For vector graphics, you’ll want to use SVG files. SVG means Scalable Vector Graphics, and the name really says it all. SVGs are text files which use XML to describe the vectors necessary to create an image. Use an SVG plus a little CSS, and your logos and icons will be responsive.

I would not recommend using an older technique to load icons through a webfont containing multiple icons. The goal of that was to avoid multiple requests to a server: with the the advent of the http/2 protocol, that’s not as much of an issue. Icon fonts also have major accessibility issues, since they use a specific letter of a font for each icon. For people using a screen reader, that’s not so awesome.

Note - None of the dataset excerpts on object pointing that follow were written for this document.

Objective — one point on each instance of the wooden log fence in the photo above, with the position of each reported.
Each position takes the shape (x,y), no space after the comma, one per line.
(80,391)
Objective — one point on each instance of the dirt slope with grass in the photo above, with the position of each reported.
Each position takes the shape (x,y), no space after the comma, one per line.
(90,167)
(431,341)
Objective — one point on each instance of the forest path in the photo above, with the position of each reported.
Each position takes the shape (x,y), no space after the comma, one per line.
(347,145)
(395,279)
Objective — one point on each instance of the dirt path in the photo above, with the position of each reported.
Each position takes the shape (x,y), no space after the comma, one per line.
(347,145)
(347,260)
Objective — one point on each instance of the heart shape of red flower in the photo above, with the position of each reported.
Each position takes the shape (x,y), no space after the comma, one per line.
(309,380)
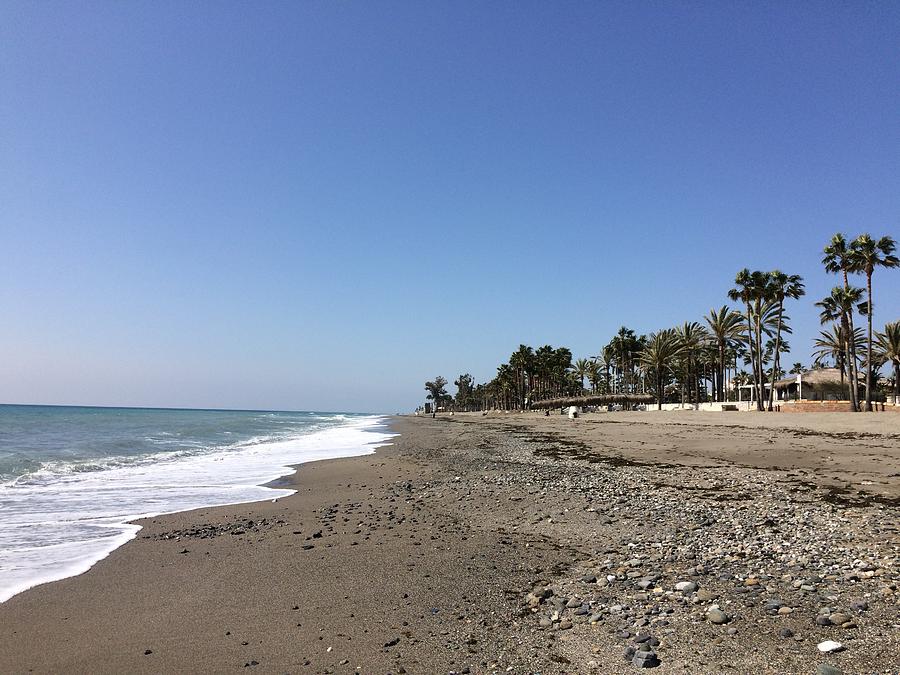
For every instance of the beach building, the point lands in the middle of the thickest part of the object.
(823, 384)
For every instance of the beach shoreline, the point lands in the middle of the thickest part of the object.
(421, 557)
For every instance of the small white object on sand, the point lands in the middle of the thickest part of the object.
(829, 646)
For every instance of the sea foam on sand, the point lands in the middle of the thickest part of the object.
(57, 524)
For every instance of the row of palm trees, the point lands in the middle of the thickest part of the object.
(685, 358)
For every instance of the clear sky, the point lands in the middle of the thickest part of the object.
(323, 204)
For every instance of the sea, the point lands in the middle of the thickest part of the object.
(72, 478)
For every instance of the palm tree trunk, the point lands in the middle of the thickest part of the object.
(851, 353)
(869, 349)
(775, 357)
(851, 375)
(659, 390)
(761, 391)
(751, 349)
(896, 383)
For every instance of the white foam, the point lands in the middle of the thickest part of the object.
(59, 524)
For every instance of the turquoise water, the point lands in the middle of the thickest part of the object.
(71, 478)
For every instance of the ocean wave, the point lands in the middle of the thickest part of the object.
(57, 521)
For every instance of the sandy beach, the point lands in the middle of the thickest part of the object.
(515, 543)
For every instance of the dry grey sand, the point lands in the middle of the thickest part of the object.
(515, 543)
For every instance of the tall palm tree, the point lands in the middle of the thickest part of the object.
(782, 286)
(581, 368)
(838, 307)
(745, 292)
(691, 337)
(838, 259)
(725, 327)
(595, 374)
(522, 361)
(436, 392)
(865, 255)
(657, 358)
(889, 349)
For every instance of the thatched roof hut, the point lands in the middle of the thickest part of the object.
(597, 399)
(821, 384)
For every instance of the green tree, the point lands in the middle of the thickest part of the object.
(781, 286)
(581, 367)
(838, 259)
(725, 327)
(865, 255)
(465, 390)
(691, 338)
(436, 392)
(888, 345)
(658, 357)
(754, 291)
(838, 307)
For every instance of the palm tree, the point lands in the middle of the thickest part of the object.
(725, 327)
(782, 286)
(837, 307)
(865, 255)
(437, 392)
(838, 259)
(889, 349)
(744, 291)
(522, 361)
(691, 337)
(657, 356)
(595, 374)
(581, 368)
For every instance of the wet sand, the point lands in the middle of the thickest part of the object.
(421, 558)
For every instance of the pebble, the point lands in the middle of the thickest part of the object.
(829, 646)
(828, 669)
(839, 619)
(717, 616)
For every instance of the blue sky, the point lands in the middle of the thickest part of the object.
(322, 205)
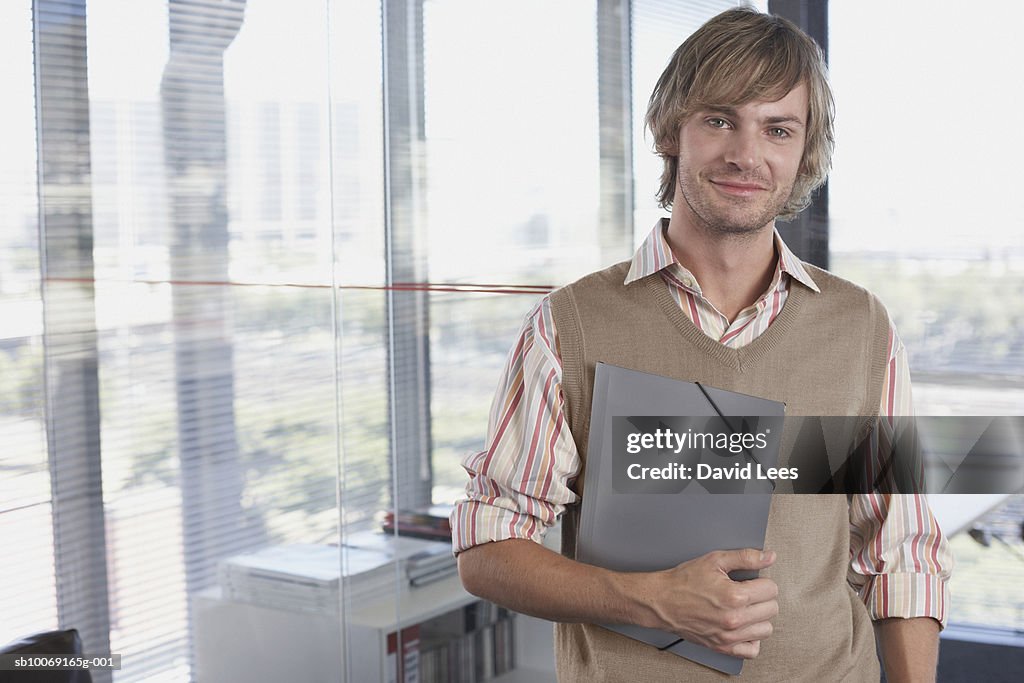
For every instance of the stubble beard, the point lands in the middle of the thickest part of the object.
(739, 222)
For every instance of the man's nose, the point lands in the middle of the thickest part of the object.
(743, 151)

For photos and other raster images, the techniques you use might vary a bit, depending on if the images are loaded through CSS or HTML.

There are ways to make background images added to a site through CSS responsive, but unfortunately browser support can be a bit shaky.

Thankfully, images used as content within a site, which are loaded through the HTML markup for a page, have great options that we can use. These sorts of images are generally what people are referring to when you hear the term responsive images.

So we’ll be focusing mostly on raster images that appear as content on your site. Even there, however, there a few important variations to keep in mind.

How do images vary across breakpoints?

When we’re talking about making images responsive, we mean that we want to provide some variation in how those images appear depending on how they’re viewed.

Sometimes we want an image to essentially look the same whether you’re on mobile or desktop. For example the image always appears as a square or a rectangle. It might only fill a sidebar column on desktop, while filling the full width of the screen on mobile. However, it retains the same aspect ratio—the relationship between the height and the width of the image. 

We call this use case viewport sizing, and typically this ends up being the most common way that images are made responsive.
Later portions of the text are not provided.